France, meanwhile, moves on to face a Spain side which defeated host Germany 2-1 on a soaring header with just over a minute left to extra time by substitute Mikel Merino. Spain has won every one of its matches in this tournament and plays an exciting style in marked contrast to some of the other contenders. The Spaniards employ two young wingers, Nico Williams and 16-year-old Lamine Yamal, to provide pace and width. Former Chelsea striker Alvaro Morata has been an effective Number 9 but strangely made some controversial comments about being underappreciated on the eve of the semifinal. Hopefully, Spain’s togetherness and chemistry is not undermined for Tuesday’s match. Spain will already be without suspended defenders Dani Carvajal and Robin Le Normand as well as injured Barcelona midfielder Pedri for the semifinal. Tuesday’s outcome could hinge on the fitness of the struggling Mbappe who would normally feast on an undermanned defense. France, however, has somehow been able to survive and advance even as supporters wring their hands at the lack of offensive production.

Much the same can be said of England. The Three Lions defeated Switzerland in penalties after Bukayo Saka equalized the quarterfinal match versus Switzerland at 1-1 in the 80th minute, the Arsenal man’s rocket coming on England’s first shot on target. Saka, who memorably  missed a penalty in Euro 20, would also be one of five successful takers for England against the Swiss. Chelsea’s “Cold” Palmer effortlessly delivered on England’s first penalty try. Jordan Pickford then stopped the attempt of Switzerland and Manchester City defender Manuel Akanji. After Jude Bellingham and Saka converted, it was left to late substitutes Ivan Toney and Trent Alexander-Arnold to nail things down for England. Brentford’s Toney first successfully converted his patented no look kick after an abbreviated two step approach. Liverpool’s Alexander-Arnold, struggling for minutes after a failed experiment in England’s midfield, then buried the winning penalty for a bit of personal redemption.

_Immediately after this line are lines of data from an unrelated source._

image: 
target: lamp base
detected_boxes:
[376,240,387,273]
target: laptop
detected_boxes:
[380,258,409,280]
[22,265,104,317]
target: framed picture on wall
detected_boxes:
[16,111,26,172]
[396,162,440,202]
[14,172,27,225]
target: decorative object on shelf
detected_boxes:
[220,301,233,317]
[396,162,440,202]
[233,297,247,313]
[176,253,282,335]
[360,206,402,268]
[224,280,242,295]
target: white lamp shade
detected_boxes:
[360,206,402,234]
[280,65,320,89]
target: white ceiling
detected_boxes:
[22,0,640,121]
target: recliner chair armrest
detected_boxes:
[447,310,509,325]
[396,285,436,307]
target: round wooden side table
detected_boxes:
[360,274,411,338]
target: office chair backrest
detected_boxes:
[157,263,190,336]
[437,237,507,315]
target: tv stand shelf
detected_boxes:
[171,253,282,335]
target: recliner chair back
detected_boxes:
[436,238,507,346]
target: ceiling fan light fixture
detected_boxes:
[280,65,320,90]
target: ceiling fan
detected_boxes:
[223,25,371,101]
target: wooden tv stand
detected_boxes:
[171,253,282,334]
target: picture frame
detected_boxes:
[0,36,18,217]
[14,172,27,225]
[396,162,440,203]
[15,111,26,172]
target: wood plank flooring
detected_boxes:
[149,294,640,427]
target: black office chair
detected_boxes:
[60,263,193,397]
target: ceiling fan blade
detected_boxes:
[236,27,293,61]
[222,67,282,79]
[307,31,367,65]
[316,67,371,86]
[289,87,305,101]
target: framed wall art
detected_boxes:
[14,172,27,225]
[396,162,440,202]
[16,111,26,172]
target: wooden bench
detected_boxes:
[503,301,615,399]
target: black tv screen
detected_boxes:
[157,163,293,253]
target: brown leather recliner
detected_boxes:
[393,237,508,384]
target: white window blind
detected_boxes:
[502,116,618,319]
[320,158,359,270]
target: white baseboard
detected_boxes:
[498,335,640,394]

England’s defensive effort versus the Swiss will poses a question for England Manager Gareth Southgate approaching Wednesday’s semifinal match versus the Netherlands. Aston Villa’s Ezri Konsa admirably filled in for suspended Crystal Palace defender Marc Guehi as Southgate changed his formation to three back line defenders against the Swiss. Does he change back with Guehi’s return against the Dutch? Luke Shaw also made a late cameo debut against the Swiss and could be ready for increased minutes on the left of England’s defense. England will recognize a familiar center back in their opponents’ back line when Liverpool’s Virgil van Dijk captains the Dutch versus England on Wednesday. Van Dijk’s Liverpool and Dutch teammate, Cody Gakpo, is the Euro 24 joint leading scorer. Though not accredited to the winger, it was Gakpo’s shot which deflected off a Türkiye defender for the own goal which decided the Netherlands’ 2-1 win over Türkiye in the quarterfinals. An unlikely hero also helped the Netherlands overcome an early one goal deficit versus the Turks. Wout Weghorst, a 6’6” Burnley striker who had a brief 2023 loan at Manchester United, injected life into the Dutch attack with his second half substitution and formidable box presence. The Netherlands was the least likely of the four teams to make this final four but have lost only one of their last nine meetings against the English. Can England reverse that trend, possibly on better efforts from the somnolent Harry Kane and Phil Foden on Wednesday? Or does Southgate finally lose patience with his underperforming stars and go to his bench earlier?